In 2015, the CENIEH, together with the IVPP, led a study published in Nature of the discovery of the oldest modern human in China (between 80,000 and 120,000 years ago) from the Fuyan site in the south of the country, thus opening up a lapse during which H. sapiens could have interacted with other human groups like the Denisovans, Neanderthals or even late survivors of the species Homo erectus.
One country, two realms
As Martinón-Torres explains, we think of China as a single territory when in reality, its land lies in two different biogeographical realms. The so-called Palearctic Realm, a term coined by the famous biogeographer Alfred Russel Wallace, covers territories such as Inner Mongolia and China to the north of the Qingling Mountains, and these are characterized by great extremes of temperature which would have hindered permanent settlement by humans, and this is probably responsible for the later arrival of Homo sapiens in northern China.
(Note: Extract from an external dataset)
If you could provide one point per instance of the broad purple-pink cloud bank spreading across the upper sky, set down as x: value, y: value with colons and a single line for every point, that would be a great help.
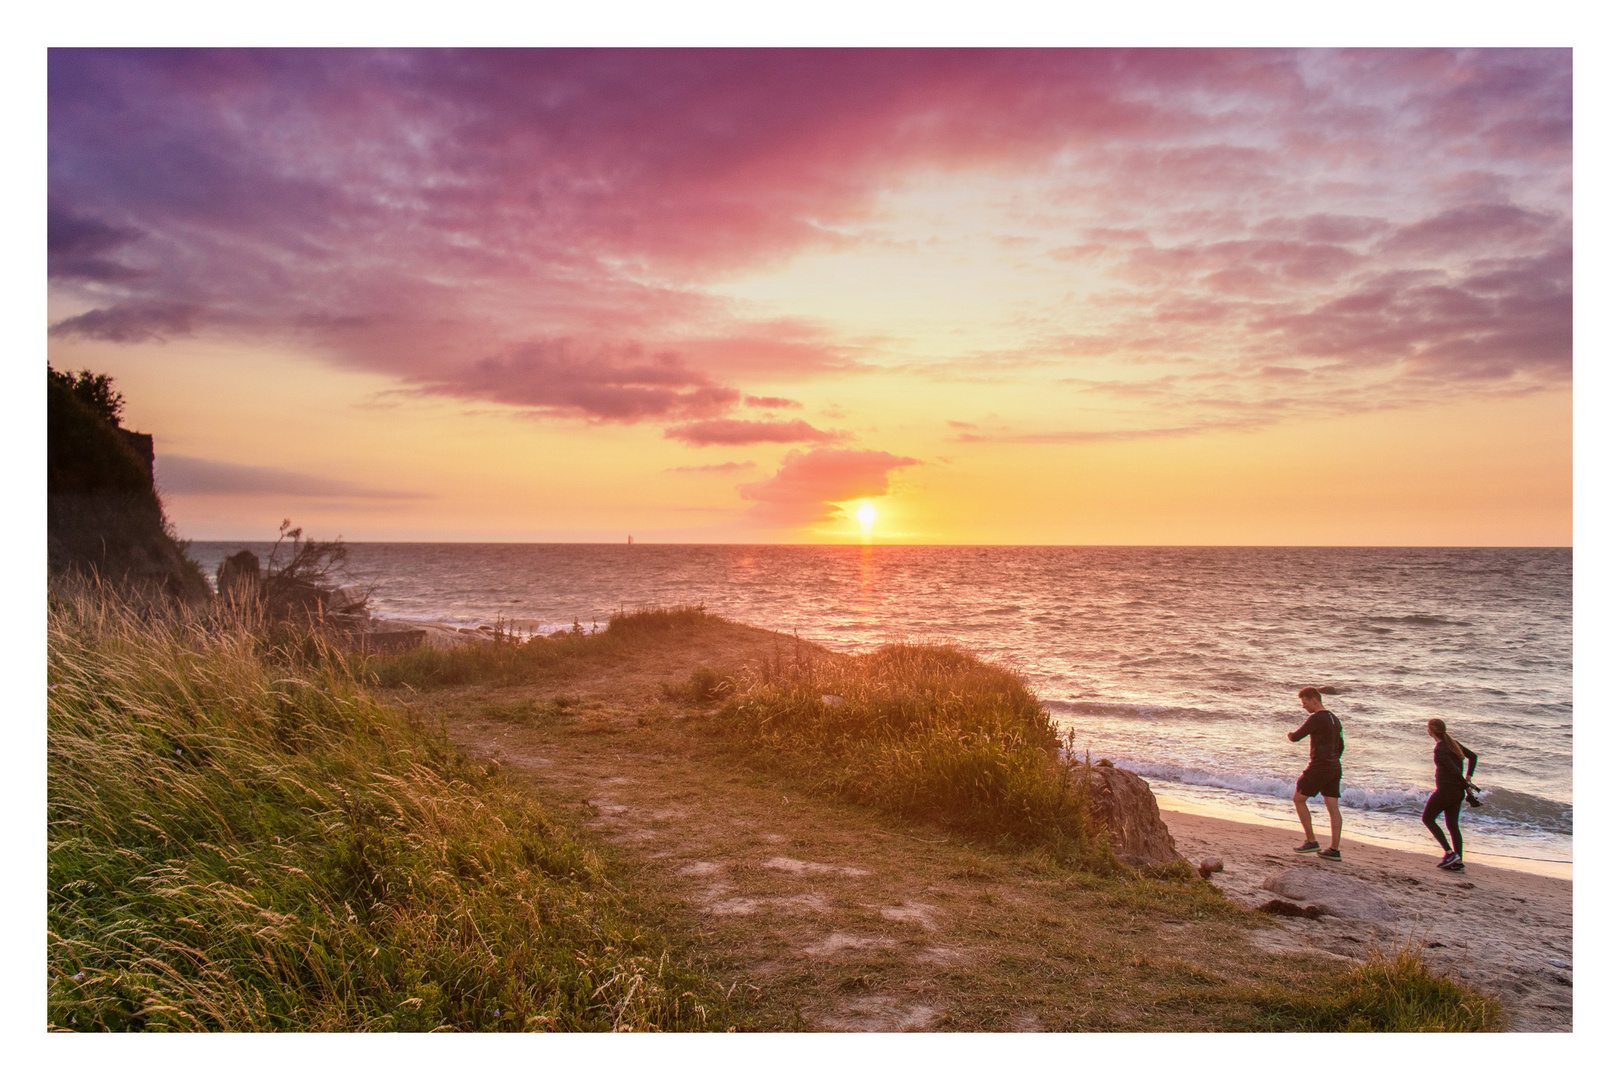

By contrast, the so-called Oriental Realm, which would encompass southern China and southeast Asia, had less severe climatic conditions, enabling this zone to become the main refuge in Asia and which then, as now, was the Asian region with the highest human population.
"Linear narratives aren't enough. To speak of Homo sapiens in Late Pleistocene China, we are talking about least two populations and two different histories," says Bermúdez de Castro. The boundary between the two realms would have fluctuated, but these two human populations would have remained relatively isolated during the last glacial cycle.